Clackamas Community College's student president is 16 years old
Madalena Larkins, who most recently served as vice-president of Clackamas Community College's Associated Student Government, will be the student-body president in the upcoming school year.
A 16-year-old Sandy resident who grew up in Milwaukie, Larkins has already earned one college degree and is now pursuing another.
The Clackamas Print, the college's student newspaper, recently interviewed Larkins and gave permission for this interview to be reprinted by Pamplin Media Group.
When did you decide you wanted to join the Associated Student Government?
Madalena Larkins: I'm actually dually enrolled, so I'm still in high school. My first year at CCC was fall 2020, and I saw that student government was hiring, but I didn't think I was eligible since I was still in high school. Towards the end of the year, I decided to just try and apply, and I was hired over the summer. I was initially hired to be a senator in the Multicultural Center. That was where I started out fall term of this year.
What does the student government typically do?
Larkins: We do a lot of different things. We have eight different departments, and each department does a different thing. We have a Community Wellness Department that runs our food pantry. We have the grants department, which gives out grants to students. We have the clubs department, which regulates clubs on campus. There's the campus affairs department, which hosts events like trivia nights. There's the executive team, which is the president, vice-president and secretary. Then the administration department, which basically just does admin work. We also rent out Chromebooks for free to students. We used to rent out textbooks and things like that. We're basically just a resource for students all around. Of course, the big thing that you would expect the government to do is to represent the student body. We do that on college committees on the President's Council, on the Board of Education, on the Foundation. So, whenever the college wants student feedback, they come to student government to see what students want.

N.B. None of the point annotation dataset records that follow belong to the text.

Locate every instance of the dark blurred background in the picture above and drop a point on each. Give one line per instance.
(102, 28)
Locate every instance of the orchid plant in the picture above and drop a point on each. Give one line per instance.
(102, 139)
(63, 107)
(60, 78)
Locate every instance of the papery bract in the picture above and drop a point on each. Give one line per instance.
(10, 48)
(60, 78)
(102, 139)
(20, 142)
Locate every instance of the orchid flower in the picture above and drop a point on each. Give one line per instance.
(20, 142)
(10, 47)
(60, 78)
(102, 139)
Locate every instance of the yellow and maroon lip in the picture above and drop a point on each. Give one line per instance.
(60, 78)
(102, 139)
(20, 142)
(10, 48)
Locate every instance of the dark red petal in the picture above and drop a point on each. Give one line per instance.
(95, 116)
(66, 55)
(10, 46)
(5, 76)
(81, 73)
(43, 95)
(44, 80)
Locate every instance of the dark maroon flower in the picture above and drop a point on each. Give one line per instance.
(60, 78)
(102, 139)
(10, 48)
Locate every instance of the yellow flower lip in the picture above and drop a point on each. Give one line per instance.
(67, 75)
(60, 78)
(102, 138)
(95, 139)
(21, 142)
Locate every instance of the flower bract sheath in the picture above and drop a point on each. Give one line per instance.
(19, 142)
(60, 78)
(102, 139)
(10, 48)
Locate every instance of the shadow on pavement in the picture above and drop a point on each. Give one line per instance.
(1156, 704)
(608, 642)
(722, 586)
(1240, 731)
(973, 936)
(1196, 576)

How many people are in the student government?
Larkins: There are three positions in each department, and we can fill more than that. Typically, there are around 25 positions, but they're not always filled; they don't always need to be. We only have one person in our promotions department, but we don't need anyone else there. I would guess maybe there are 12 to 15 people here right now. That's not as much as there will usually be, but we're doing just fine.
I see that one of the proposals is to lower the GPA requirement from 2.75 to 2.0. Any insight as to why that is being proposed?

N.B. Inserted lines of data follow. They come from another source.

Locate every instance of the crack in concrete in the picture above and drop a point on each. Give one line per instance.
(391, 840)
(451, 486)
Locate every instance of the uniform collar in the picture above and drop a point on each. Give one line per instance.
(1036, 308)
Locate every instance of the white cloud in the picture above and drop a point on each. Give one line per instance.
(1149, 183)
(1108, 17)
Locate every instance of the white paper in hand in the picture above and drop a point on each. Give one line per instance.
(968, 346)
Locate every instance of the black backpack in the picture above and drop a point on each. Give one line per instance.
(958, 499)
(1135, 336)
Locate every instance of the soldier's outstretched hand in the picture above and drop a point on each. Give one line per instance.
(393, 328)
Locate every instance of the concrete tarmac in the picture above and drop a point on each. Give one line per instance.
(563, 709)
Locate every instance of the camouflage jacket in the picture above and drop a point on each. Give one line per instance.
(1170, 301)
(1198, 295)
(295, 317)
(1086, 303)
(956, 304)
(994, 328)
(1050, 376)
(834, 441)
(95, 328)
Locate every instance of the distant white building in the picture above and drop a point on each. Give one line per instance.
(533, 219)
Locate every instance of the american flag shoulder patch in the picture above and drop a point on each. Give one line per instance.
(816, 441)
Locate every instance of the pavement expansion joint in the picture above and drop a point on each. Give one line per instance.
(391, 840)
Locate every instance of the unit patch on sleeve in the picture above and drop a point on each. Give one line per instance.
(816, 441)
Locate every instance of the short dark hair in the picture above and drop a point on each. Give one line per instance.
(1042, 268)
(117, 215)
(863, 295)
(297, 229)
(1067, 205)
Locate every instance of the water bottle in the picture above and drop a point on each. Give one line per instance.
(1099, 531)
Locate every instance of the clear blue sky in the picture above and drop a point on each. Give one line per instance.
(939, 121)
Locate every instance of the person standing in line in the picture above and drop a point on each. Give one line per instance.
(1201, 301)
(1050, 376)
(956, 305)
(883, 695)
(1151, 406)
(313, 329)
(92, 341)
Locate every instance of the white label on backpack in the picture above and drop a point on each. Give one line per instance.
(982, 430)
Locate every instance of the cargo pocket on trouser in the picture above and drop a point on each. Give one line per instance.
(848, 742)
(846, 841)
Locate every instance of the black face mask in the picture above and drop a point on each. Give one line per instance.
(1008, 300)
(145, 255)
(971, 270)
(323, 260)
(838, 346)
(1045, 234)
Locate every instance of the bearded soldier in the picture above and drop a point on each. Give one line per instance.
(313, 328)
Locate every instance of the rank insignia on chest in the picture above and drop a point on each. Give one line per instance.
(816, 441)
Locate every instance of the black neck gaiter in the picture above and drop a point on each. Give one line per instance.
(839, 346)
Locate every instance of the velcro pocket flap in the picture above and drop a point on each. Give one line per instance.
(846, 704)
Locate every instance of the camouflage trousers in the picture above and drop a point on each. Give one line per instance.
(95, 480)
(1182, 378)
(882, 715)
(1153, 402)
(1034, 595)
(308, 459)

Larkins: That was something I was really pushing for. I just didn't think someone's GPA was an indicator of whether or not they would be good for student government. Most other things, like positions in campus leadership, financial aid and staff jobs on The Clackamas Print all require you to have a 2.0 GPA. I just thought it would be more equitable.
As vice president, what are your responsibilities?
Larkins: There are five main ones. The first one is being a hiring manager. Someone applies for student government, I get their application, I read the application, then I make contact with them, and I set up an interview. I also represent students on the Foundation Board of Directors, which is basically the body that raises money that's given out in grants and scholarships directly to students. We also do evaluations for each ASG member at the end of the term to see how they did and what they can improve on. I'm in charge of running that process. Traditionally, the vice president would run the election process. Because I'm running for office, someone else is doing that because it would be a conflict of interest.
What will you be doing as president?
Larkins: The vice-president is very much inward facing. I manage a lot of the operations inside student government, whereas the presidency is more outward facing. The president represents students on the elected Board of Education, which governs pretty much everything. They decide how much tuition costs. I also represent students on the President's Council, which consists of positions like the college president, vice-president and the dean. The president is generally representative of the entire student body.